- Born: 7 March 1962 (age 64) Grafing, Bavaria, West Germany
- Occupation: Archaeologist
- Known for: Being kidnapped in Iraq in 2005

= Susanne Osthoff =

German archaeologist (born 1962)

Susanne Kristina Osthoff (born 7 March 1962) is a German archaeologist who had worked in Iraq from 1991 until being taken hostage there on 25 November 2005. She was freed by her captors on 18 December 2005.

== Biography ==
Osthoff grew up in Grafing in Bavaria with two brothers and one sister. She studied Near Eastern archaeology and Semitic languages at LMU Munich.

After her studies, she moved to Iraq to work in archaeology, including the excavation of the 4,000 year-old Islin site. She subsequently married an Iraqi Sunni Muslim of the Shammar Tribe and converted to Islam.

== Abduction ==
On 25 November, Osthoff and her driver vanished in Northern Iraq. Two days later, a video clip was released showing the two captives surrounded by masked, armed men who read a statement threatening to kill the hostages unless the German government stopped cooperation with the Iraqi government.

Osthoff and her driver were freed from their captors on 18 December 2005.

A spokesperson for the German Foreign Ministry, Martin Jäger, confirmed that "the German government and the German embassy in Baghdad were involved" in securing Osthoff's release. However, German government officials declined to comment on whether they paid a ransom for her release.
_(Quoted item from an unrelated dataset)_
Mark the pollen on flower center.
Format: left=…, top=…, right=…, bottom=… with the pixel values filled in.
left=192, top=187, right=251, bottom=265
In her first interview after release, Osthoff appeared in a full niqab and told Al Jazeera that the kidnappers had assured her she was safe and that they knew she was "Iraq's friend." She expressed her further comfort that she "knew [she] was not in the hands of criminals."

While Osthoff was showering at the German embassy in Baghdad immediately after her release, officers from the Federal Intelligence Service found several thousand dollars in her possession. The serial numbers on the bills matched those on the money paid to secure her release. She claimed that the money had been given to her by her kidnappers as "compensation" for her ordeal and restitution for £9,500 that was stolen from her when she was kidnapped.

Some believe that Germany traded the terrorist Mohammed Ali Hamadi, who was convicted of the murder of US Navy sailor Robert Stethem during the hijacking of TWA Flight 847, for Osthoff's release. The German government has denied that her release was linked to Hamadi's.